Foto: Kriesch/Scholz/DW
Quilómetro Cinco, uma cidade fantasma
Exceto o acampamento de refugiados no aeroporto, quase todos os muçulmanos deixaram a cidade. Há alguns meses, o chamado "Quilómetro Cinco" era um animado centro da comunidade muçulmana. Mais de 100.000 pessoas moravam e trabalhavam aqui, a cinco quilómetros do centro da capital, Bangui. Agora, restaram apenas algumas centenas de pessoas. As lojas estão fechadas até nova ordem.
Foto: Kriesch/Scholz/DW
Esperar o momento certo
Quase todos os muçulmanos que ainda restam no "Quilómetro Cinco" querem apenas uma coisa: sair daqui. Os caminhões para a fuga estão prontos. Eles esperam que um comboio tenha como destino os países vizinhos como os Camarões ou o Chade.
Foto: Kriesch/Scholz/DW
A cidade de campos de refugiados
Não apenas os muçulmanos temem por suas vidas.
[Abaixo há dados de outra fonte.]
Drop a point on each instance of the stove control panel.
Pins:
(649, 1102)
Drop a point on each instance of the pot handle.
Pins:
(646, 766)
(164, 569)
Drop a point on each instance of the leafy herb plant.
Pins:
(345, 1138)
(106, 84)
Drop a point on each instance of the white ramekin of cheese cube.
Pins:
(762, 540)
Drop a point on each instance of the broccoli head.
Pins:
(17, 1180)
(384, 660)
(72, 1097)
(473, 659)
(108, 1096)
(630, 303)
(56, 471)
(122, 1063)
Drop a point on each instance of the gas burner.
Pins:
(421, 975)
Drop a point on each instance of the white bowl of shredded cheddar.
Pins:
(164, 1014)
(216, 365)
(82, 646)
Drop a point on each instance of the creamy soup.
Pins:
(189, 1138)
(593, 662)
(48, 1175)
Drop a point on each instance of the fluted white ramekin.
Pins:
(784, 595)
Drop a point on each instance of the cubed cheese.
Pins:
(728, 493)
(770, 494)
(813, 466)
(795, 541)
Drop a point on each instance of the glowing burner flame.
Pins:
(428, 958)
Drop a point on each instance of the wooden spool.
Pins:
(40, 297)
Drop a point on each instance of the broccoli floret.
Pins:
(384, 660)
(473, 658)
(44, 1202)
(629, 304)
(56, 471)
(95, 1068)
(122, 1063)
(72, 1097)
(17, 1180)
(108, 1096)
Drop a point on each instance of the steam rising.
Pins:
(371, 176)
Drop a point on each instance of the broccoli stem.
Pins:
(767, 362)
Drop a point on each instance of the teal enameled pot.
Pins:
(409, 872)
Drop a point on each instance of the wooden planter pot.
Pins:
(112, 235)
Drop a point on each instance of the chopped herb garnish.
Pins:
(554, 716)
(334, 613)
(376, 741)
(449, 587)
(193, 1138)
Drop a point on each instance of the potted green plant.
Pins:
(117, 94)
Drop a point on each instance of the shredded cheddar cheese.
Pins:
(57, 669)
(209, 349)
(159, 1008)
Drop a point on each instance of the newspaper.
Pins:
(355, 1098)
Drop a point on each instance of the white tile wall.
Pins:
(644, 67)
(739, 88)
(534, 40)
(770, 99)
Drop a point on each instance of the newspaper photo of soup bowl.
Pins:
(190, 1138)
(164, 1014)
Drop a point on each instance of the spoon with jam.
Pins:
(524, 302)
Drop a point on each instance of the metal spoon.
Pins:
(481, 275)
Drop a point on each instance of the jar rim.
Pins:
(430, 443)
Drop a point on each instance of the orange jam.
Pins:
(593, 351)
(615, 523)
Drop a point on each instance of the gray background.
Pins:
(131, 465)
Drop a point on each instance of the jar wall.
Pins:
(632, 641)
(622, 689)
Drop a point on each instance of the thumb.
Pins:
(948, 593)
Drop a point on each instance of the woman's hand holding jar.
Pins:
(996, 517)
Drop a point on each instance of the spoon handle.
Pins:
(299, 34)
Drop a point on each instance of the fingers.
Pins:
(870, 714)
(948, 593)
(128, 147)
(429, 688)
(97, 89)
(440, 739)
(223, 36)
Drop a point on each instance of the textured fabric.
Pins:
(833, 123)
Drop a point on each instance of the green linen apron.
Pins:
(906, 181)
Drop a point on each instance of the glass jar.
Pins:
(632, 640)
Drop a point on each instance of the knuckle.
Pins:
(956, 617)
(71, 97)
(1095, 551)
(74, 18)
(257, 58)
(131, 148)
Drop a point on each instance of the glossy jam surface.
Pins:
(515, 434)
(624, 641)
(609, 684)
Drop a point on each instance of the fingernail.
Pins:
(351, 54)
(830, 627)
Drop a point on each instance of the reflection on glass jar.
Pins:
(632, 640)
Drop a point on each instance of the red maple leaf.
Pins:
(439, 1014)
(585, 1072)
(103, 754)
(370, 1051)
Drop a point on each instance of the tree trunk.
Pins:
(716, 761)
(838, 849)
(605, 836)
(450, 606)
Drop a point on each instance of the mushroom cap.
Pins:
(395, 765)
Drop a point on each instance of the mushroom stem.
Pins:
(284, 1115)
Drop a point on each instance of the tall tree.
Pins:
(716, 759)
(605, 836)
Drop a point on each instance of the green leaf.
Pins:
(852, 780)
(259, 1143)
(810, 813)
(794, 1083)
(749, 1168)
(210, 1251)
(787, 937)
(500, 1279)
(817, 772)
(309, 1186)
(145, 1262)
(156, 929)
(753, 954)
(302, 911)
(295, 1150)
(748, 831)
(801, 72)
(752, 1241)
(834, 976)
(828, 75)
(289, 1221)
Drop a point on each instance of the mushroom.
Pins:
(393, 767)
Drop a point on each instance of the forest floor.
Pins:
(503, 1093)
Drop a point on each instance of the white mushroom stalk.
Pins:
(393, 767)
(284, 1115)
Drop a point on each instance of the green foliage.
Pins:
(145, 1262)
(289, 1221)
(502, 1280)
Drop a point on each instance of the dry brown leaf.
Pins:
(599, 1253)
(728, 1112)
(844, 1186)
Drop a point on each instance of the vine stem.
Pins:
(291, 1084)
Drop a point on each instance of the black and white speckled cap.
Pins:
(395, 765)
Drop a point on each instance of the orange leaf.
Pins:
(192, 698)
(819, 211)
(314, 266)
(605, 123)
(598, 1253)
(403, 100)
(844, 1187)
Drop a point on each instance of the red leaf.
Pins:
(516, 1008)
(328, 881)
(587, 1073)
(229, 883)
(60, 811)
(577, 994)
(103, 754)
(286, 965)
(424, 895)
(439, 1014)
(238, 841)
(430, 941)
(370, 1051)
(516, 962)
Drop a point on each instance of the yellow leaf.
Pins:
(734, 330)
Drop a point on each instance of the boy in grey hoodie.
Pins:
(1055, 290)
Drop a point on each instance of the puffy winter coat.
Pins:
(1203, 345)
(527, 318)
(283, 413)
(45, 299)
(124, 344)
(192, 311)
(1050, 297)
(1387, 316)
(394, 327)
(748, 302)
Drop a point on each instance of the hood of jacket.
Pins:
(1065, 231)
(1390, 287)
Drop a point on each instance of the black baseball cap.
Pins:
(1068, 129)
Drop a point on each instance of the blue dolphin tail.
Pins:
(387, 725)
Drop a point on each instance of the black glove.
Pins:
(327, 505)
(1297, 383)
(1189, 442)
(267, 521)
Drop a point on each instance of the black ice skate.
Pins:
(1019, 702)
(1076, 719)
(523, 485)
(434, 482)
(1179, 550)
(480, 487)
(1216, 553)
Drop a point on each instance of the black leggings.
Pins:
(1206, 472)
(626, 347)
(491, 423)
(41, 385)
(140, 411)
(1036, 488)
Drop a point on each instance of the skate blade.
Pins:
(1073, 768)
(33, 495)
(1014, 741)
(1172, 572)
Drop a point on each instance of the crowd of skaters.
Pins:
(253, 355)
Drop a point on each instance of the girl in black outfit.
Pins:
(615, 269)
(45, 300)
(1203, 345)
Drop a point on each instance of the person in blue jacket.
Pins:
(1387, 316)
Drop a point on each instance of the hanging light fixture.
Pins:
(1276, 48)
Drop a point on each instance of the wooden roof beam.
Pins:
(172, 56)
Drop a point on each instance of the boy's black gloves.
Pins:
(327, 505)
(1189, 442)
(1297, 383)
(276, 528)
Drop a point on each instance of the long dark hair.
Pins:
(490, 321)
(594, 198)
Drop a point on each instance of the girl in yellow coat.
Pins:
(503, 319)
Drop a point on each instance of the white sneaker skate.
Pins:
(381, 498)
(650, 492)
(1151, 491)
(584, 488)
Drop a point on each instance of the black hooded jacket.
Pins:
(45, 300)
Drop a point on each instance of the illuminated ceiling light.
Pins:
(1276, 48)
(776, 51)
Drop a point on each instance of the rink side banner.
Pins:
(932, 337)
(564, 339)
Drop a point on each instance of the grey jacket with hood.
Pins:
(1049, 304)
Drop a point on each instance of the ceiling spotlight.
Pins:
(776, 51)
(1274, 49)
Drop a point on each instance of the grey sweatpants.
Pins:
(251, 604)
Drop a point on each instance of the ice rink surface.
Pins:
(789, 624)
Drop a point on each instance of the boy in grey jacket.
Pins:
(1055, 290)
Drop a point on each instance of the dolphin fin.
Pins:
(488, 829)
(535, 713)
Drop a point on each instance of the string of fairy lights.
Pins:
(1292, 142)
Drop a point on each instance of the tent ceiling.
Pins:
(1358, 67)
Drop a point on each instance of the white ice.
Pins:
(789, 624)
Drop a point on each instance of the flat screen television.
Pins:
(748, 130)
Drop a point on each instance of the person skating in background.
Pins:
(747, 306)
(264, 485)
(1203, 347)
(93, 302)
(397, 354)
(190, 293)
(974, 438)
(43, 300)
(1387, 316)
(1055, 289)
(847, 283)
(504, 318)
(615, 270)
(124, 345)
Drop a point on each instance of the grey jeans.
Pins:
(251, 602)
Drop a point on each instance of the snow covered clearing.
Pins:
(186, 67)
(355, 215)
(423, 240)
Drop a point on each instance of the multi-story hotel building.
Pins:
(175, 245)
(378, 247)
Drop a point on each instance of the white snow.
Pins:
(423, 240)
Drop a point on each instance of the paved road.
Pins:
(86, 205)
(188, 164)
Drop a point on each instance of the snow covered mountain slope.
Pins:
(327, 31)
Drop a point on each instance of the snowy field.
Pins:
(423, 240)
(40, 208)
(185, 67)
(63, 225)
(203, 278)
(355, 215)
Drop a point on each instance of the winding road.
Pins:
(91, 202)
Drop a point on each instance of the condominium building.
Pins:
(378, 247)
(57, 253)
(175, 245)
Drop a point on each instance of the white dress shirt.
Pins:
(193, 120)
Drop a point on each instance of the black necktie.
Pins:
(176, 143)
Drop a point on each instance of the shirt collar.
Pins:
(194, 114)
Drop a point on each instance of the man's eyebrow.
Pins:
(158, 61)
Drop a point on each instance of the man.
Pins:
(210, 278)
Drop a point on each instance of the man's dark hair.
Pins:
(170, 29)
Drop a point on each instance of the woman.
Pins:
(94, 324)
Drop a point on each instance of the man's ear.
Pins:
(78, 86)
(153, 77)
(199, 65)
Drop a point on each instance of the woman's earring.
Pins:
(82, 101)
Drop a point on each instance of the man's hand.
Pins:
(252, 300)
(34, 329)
Por toda a cidade de Bangui pode-se encontrar acampamentos provisórios em que a maioria da população, cristãos e animistas, procura proteção - por medo de um retorno das milícias islamistas ou simplesmente porque não têm o que comer - e espera por doações de alimentos.
Foto: Kriesch/Scholz/DW
Ajuda sobrecarregada
O Pastor David Bendima recebeu, na sua igreja, mais de 40 mil pessoas que fugiram dos combates no centro da cidade. Mas ele também não pode garantir-lhes segurança suficiente. "Todas as noites ouvimos tiros e granadas explodindo. As pessoas estão com muito medo", diz o pastor. Ele parece cansado.
Foto: Kriesch/Scholz/DW
Últimas reservas
Chancella Damzousse, de 16 anos, vive em uma aldeia a meia hora de distância de Bangui. Ela prepara o jantar. "Tudo o que resta são alguns grãos de feijão e um pouco de gergelim", diz a jovem. 15 pessoas terão que se satisfazer com a refeição. Desde que milícias muçulmanas destruíram o lugar há alguns meses e mataram muitos cristãos, a família de Chancella recebeu vários vizinhos.
Foto: Kriesch/Scholz/DW
Vítimas, autores, centinelas
Ao lado da casa de Chancella, há um guarda da milícia Anti-Balaka. Os amuletos em seu corpo o tornam invulnerável contra balas, explica ele. A milícia tomou o controle da região. Seu trabalho é proteger os moradores da aldeia do ataque de outros rebeldes. No entanto, a sua proteção aplica-se apenas aos cristãos - há muito tempo os muçulmanos deixaram o local ou foram mortos.
Foto: Kriesch/Scholz/DW
Presença internacional
Sete mil soldados da União Africana e da França têm a responsabilidade de garantir a segurança no país dilacerado. A situação humanitária está piorando a cada dia, no entanto. Em 1 de abril, a União Europeia lançou oficialmente a sua operação militar na República Centro-Africana, com um contingente de até mil homens para reforçar as tropas francesas e africanas por um período de até seis meses.